Re: Colorimeter vs. Spectro
Re: Colorimeter vs. Spectro
- Subject: Re: Colorimeter vs. Spectro
- From: Graeme Gill <email@hidden>
- Date: Wed, 05 Jan 2005 02:10:33 +1100
- Organization: Argyll CMS
Marc Levine wrote:
colorimeter and spectrophotometer have different missions in life. For a
spectro, the system is geared to deliver a discrete set of spectral points
that represent a color sample. Yes, I would agree that most spectophotmeters
do see the data that is in between those discrete points. However, because
the task is to report these discrete points, the data in between those
points can be heavily "discounted". After all, a system does need to handle
I hope that's not the case for a reputable spectro. It's really dumb to
point sample if you can do something else; point sampling always invites
aliasing.
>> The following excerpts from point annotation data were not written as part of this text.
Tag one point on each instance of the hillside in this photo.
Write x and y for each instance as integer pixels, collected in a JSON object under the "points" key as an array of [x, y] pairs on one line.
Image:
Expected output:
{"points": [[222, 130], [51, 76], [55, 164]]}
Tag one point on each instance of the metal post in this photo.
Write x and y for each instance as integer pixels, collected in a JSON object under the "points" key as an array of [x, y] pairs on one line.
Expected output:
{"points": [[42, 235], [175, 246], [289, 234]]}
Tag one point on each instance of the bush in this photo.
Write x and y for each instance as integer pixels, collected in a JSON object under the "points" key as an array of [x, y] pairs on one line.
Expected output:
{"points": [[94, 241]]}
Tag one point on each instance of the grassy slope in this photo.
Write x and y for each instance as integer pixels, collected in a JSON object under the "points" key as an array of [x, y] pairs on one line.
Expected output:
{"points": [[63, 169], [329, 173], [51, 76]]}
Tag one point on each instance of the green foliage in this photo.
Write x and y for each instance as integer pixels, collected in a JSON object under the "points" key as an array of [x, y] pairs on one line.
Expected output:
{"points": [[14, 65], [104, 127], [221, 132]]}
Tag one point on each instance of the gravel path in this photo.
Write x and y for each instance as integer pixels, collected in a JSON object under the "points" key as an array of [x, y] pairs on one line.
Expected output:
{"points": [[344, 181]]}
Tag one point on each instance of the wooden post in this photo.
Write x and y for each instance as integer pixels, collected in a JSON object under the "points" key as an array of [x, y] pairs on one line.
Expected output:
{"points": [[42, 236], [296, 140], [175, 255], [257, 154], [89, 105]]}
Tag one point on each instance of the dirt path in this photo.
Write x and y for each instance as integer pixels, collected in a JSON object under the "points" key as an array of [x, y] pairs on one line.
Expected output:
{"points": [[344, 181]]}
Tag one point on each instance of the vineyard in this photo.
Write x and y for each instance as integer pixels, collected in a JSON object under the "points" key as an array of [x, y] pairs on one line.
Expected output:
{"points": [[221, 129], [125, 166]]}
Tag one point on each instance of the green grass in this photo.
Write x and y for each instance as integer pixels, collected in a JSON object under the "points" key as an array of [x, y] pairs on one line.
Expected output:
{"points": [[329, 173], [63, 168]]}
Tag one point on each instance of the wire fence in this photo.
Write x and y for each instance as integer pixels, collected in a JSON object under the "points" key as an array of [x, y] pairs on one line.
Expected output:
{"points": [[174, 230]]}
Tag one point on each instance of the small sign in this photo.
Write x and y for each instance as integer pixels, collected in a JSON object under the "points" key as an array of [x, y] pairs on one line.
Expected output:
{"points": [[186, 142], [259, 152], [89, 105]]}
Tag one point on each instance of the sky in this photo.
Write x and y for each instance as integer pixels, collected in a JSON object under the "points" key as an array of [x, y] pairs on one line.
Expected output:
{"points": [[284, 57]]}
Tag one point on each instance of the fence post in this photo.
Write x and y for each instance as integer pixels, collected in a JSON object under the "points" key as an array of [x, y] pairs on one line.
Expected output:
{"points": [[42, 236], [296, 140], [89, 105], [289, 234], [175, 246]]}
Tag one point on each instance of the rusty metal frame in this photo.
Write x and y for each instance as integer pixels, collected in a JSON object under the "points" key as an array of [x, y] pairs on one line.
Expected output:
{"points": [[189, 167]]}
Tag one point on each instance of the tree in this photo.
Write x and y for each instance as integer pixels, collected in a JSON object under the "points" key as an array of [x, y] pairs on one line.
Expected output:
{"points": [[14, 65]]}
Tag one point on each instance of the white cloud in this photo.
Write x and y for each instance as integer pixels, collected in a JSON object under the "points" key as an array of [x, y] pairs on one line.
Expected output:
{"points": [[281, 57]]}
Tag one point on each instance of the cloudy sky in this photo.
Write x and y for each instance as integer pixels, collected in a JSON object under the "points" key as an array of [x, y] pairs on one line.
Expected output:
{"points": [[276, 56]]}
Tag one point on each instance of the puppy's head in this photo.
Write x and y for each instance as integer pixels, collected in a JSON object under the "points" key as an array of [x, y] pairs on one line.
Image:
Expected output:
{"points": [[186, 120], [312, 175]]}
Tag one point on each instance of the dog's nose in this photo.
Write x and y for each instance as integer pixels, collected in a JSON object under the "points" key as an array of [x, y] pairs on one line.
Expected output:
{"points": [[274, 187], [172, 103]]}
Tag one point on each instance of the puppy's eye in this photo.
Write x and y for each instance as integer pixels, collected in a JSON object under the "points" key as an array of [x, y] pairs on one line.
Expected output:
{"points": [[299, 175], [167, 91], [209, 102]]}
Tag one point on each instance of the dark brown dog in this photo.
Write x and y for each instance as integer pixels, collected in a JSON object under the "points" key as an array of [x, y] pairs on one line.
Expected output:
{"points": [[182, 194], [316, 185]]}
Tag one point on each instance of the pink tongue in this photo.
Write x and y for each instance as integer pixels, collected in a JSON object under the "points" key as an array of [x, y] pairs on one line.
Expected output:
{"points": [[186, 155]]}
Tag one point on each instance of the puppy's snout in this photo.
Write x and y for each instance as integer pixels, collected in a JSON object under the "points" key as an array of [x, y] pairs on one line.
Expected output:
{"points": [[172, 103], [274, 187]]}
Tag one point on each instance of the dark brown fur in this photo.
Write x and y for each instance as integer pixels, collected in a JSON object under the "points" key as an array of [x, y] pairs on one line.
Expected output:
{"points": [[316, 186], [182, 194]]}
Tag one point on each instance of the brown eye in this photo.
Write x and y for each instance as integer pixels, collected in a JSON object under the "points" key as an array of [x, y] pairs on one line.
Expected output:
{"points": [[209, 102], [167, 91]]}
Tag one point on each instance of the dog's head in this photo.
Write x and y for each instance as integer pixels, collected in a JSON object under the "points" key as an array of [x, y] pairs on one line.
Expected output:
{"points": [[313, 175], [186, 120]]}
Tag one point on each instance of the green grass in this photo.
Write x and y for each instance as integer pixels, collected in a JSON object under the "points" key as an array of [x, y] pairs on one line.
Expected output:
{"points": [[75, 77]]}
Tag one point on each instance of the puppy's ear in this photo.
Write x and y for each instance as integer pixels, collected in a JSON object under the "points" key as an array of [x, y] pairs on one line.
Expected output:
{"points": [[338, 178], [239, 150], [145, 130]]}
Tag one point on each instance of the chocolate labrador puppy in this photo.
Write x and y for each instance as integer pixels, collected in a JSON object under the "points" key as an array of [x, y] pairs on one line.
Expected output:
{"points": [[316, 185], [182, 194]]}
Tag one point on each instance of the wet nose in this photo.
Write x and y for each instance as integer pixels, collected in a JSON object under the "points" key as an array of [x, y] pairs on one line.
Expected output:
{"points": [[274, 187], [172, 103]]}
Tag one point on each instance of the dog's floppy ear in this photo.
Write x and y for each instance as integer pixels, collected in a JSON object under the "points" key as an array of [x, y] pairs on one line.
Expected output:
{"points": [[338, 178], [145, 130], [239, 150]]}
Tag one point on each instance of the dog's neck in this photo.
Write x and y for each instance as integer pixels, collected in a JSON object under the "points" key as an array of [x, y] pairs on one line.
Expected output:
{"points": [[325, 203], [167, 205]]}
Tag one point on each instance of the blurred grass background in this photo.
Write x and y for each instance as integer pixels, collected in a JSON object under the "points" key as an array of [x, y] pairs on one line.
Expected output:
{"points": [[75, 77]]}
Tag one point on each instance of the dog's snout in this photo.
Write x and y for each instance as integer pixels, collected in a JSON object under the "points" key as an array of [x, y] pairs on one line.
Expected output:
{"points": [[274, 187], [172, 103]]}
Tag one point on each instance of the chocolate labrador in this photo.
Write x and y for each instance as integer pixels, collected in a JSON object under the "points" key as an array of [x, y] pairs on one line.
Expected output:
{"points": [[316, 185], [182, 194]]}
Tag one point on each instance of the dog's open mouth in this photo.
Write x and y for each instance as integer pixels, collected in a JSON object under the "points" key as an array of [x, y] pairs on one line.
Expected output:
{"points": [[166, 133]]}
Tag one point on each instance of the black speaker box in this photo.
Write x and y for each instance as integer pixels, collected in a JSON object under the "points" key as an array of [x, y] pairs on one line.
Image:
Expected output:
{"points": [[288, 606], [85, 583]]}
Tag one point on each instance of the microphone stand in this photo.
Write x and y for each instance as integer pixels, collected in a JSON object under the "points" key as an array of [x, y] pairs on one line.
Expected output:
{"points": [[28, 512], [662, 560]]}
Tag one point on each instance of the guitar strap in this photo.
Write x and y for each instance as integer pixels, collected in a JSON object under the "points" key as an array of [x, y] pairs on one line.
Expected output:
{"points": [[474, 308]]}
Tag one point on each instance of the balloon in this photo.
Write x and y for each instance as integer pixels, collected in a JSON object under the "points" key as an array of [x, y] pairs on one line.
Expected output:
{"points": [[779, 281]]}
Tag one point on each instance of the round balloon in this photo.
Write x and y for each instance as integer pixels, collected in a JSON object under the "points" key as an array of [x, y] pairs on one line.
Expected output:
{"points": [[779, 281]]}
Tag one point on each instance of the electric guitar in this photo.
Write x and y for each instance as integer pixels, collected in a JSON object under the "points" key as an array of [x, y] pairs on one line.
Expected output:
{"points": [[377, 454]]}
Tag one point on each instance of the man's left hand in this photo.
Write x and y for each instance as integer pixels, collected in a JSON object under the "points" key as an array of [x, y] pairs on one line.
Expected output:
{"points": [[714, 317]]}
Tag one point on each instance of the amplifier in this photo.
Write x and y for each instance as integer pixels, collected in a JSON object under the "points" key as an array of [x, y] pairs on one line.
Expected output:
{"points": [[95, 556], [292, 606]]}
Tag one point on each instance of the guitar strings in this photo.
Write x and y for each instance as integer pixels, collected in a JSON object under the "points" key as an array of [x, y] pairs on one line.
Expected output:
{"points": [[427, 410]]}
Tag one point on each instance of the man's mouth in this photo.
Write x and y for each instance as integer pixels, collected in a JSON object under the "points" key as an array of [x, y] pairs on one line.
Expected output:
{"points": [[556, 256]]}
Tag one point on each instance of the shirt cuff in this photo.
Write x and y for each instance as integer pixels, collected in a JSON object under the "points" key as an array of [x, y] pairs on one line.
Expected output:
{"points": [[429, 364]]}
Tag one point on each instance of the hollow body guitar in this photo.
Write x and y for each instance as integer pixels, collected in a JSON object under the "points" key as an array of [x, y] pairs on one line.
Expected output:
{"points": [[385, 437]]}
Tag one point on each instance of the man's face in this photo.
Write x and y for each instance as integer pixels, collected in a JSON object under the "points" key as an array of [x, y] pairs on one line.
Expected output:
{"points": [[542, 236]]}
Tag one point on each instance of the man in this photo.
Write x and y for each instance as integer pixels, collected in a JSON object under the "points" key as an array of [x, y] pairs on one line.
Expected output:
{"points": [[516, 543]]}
Given the nature of many low cost spectro's, I would
expect that the "gap" between samples was rather small, being a function
of the "gap" between the CCD cells, moderated by any slight de-focus.
In a well made spectro I'd hope that the total energy recorded for a
narrow band source remains the same, whether it lands exactly on a nominated
measurement band, or whether it lands between two (ie. that the sum of the
spectral sensitivity curves for each measurement band is a straight line).
This would be consistent with the CIE recommendation for computing
tristimulus values of sources that have rapidly variation with wavelength.
Graeme Gill.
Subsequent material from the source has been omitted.